Repeatedly getting red ball drives

May 12, 201214 yr

I'm running 5.14 beta, been up and running for about 3 months now. The problem I'm having is that I keep getting red ball disks but when I check smart reports they look fine. This has happened 4 times now and each time I rebuild the disks from parity and everything works fine again. The red ball has happened on 3 different disks, every time has been while the array was running idle, and I have change all cables going to the drives in question. I don't have any linux or command line experience at all and I had a tough time getting this server set up, configured, and all the plugins I wanted installed. I'm wondering if maybe I've done so much incorrectly setting up my server that I've somehow caused these problems. I was thinking I would just start over with unRAID and do a fresh install, especially since it looks like 5.0 may be out any day now. To do this and maintain my user shares I would just need to save my config folder, correct?

Attached are the smart reports of the disks as well as my syslog from this most recent occurrence. Any help would be greatly appreciated. I'm really afraid that one of these times I'm going to end up losing some data.

Quote

May 12, 201214 yr

What MB?

Quote

May 12, 201214 yr

Also, what HBA/Raid card?

Quote

May 12, 201214 yr

Author

Mobo is a Biostar A880G+, the HBA/raid card is a Supermicro-AOC-SASLP-MV8-8-Port-SAS-SATA-Add-on-Card. I built my server by following Raj's 12 drive budget build. All of the drives that have had problems have been connected to the mobo sata ports. Come to think of it, over the past two months that I've been having this problem I've switched drives and cables around trying to resolve the problem. Looking back, I believe that I now have had this problem with all 4 of the sata ports on the motherboard.

Quote

May 12, 201214 yr

Mobo is a Biostar A880G+, the HBA/raid card is a Supermicro-AOC-SASLP-MV8-8-Port-SAS-SATA-Add-on-Card. I built my server by following Raj's 12 drive budget build. All of the drives that have had problems have been connected to the mobo sata ports. Come to think of it, over the past two months that I've been having this problem I've switched drives and cables around trying to resolve the problem. Looking back, I believe that I now have had this problem with all 4 of the sata ports on the motherboard.

If what you are saying is correct, then maybe the problem is with the MB sata ports.

Might want to keep track to see if it occurs on the same sata port connection in the future.

Or if you have 8 or less drives, put them all on the MV8 and see if your problem goes away.

Or get a 2nd MV8 to get the drives off the MB ports.

Just some thoughts.

Quote

May 12, 201214 yr

Need ro see more of the syslog. Are there any additional files in /var/log?

Quote

May 12, 201214 yr

Author

Putting all the drives on the MV8 is an idea I haven't thought of. That may be worth a try.

Need ro see more of the syslog. Are there any additional files in /var/log?

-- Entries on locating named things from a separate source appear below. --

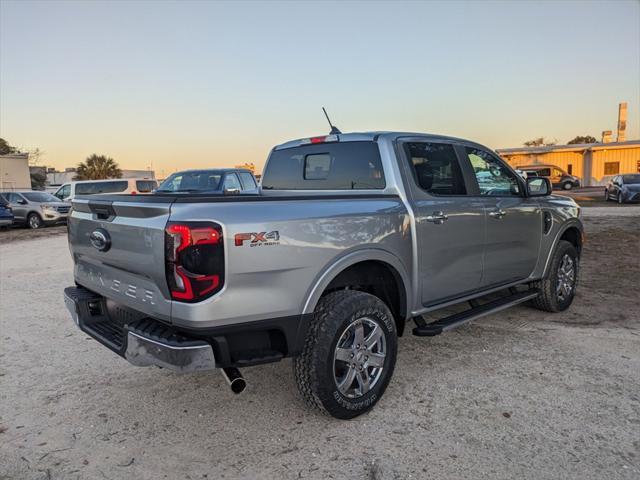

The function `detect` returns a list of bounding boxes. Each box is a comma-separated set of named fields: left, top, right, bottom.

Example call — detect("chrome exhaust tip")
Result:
left=220, top=367, right=247, bottom=395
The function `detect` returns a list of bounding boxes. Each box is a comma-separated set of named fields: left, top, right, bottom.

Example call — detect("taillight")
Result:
left=165, top=222, right=224, bottom=302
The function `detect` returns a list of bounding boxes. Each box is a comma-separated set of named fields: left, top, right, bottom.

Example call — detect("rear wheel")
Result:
left=293, top=290, right=397, bottom=419
left=27, top=213, right=44, bottom=230
left=531, top=240, right=580, bottom=312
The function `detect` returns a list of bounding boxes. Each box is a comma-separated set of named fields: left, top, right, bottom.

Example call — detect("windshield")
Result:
left=22, top=192, right=60, bottom=203
left=622, top=174, right=640, bottom=185
left=156, top=170, right=222, bottom=192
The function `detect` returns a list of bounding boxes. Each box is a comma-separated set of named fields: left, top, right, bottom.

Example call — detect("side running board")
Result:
left=413, top=290, right=540, bottom=337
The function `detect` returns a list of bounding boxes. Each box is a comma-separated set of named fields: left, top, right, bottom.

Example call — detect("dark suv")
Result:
left=516, top=165, right=580, bottom=190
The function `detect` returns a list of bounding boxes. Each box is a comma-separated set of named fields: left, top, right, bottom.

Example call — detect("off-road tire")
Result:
left=27, top=213, right=44, bottom=230
left=529, top=240, right=580, bottom=313
left=293, top=290, right=397, bottom=419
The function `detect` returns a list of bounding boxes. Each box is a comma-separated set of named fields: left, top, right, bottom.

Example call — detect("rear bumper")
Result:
left=64, top=287, right=216, bottom=373
left=64, top=287, right=312, bottom=372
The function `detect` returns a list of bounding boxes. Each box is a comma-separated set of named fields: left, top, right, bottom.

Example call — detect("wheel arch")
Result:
left=303, top=249, right=411, bottom=334
left=542, top=221, right=584, bottom=277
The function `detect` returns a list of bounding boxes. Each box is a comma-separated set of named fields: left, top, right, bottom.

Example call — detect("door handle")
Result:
left=489, top=208, right=507, bottom=219
left=427, top=212, right=449, bottom=225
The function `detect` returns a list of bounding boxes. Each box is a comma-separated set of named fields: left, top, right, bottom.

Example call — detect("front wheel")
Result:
left=531, top=240, right=580, bottom=312
left=27, top=213, right=44, bottom=230
left=293, top=290, right=398, bottom=419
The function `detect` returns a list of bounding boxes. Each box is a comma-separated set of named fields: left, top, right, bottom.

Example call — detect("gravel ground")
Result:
left=0, top=213, right=640, bottom=480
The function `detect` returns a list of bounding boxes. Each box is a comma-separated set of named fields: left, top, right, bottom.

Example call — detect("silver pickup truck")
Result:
left=65, top=132, right=583, bottom=418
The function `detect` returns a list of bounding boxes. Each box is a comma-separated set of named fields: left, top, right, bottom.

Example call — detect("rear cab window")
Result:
left=136, top=180, right=158, bottom=193
left=404, top=142, right=467, bottom=195
left=262, top=141, right=386, bottom=190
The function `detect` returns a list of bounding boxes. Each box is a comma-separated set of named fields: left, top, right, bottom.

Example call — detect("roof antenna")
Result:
left=322, top=107, right=342, bottom=135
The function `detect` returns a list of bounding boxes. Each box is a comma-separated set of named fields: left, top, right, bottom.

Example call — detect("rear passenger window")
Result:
left=405, top=142, right=467, bottom=195
left=465, top=147, right=520, bottom=197
left=238, top=172, right=258, bottom=190
left=262, top=141, right=385, bottom=190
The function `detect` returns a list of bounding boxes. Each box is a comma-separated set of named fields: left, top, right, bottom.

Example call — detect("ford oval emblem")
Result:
left=89, top=228, right=111, bottom=252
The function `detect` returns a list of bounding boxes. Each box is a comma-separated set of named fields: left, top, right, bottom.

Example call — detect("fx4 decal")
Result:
left=233, top=230, right=280, bottom=247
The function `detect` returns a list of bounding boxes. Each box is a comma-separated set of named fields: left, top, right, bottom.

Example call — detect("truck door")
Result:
left=400, top=137, right=485, bottom=306
left=459, top=146, right=542, bottom=288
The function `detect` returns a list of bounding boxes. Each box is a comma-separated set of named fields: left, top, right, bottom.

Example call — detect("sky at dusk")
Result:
left=0, top=0, right=640, bottom=176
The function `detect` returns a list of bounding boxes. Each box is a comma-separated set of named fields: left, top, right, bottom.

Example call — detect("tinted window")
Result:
left=222, top=173, right=240, bottom=190
left=604, top=162, right=620, bottom=175
left=622, top=175, right=640, bottom=185
left=157, top=170, right=222, bottom=192
left=304, top=153, right=331, bottom=180
left=136, top=180, right=158, bottom=193
left=262, top=142, right=385, bottom=190
left=465, top=147, right=520, bottom=196
left=22, top=192, right=60, bottom=203
left=76, top=180, right=129, bottom=195
left=238, top=172, right=257, bottom=190
left=405, top=142, right=467, bottom=195
left=54, top=185, right=71, bottom=200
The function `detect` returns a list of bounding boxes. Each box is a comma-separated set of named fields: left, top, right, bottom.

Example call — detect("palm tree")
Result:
left=75, top=153, right=122, bottom=180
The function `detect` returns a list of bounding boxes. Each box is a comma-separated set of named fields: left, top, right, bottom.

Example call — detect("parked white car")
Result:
left=54, top=178, right=158, bottom=202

There are other files in there, but nothing in the form of other log files I don't think. Remember, I really don't know much about this stuff so I may miss something obvious without knowing it. All I see are some directories and 4 files: cron, dmesg, monthly_parity_check, and syslog. The syslog I uploaded I got from the System Log icon under the Utils tab of the unRAID web browser. Last night I did a data-rebuild on the red balled disk, so everything is back to normal today. I can get you another syslog a different way if it would help, but since I restarted the server and did a data-rebuild I don't know if that will help. Let me know what I can do.

Thank you for the help so far everyone. I really do appreciate it.

Quote

May 12, 201214 yr

Do you see "syslog.1"?

Quote

May 12, 201214 yr

I'm running 5.14 beta, been up and running for about 3 months now. The problem I'm having is that I keep getting red ball disks but when I check smart reports they look fine. This has happened 4 times now and each time I rebuild the disks from parity and everything works fine again. The red ball has happened on 3 different disks, every time has been while the array was running idle, and I have change all cables

The basic issue is that most of the 5.0beta versions did not leave enough time for the disks to spin up before marking a disk as un-responsive and marking it as disabled.

I think that this has been addressed in the latest 5.0rc3 release.

Joe L.

Quote

May 12, 201214 yr

Author

No, there is no "syslog.1". I'm using midnight commander on the unraid console to navigate to /var/log. This is ok right?

I'm running 5.14 beta, been up and running for about 3 months now. The problem I'm having is that I keep getting red ball disks but when I check smart reports they look fine. This has happened 4 times now and each time I rebuild the disks from parity and everything works fine again. The red ball has happened on 3 different disks, every time has been while the array was running idle, and I have change all cables

The basic issue is that most of the 5.0beta versions did not leave enough time for the disks to spin up before marking a disk as un-responsive and marking it as disabled.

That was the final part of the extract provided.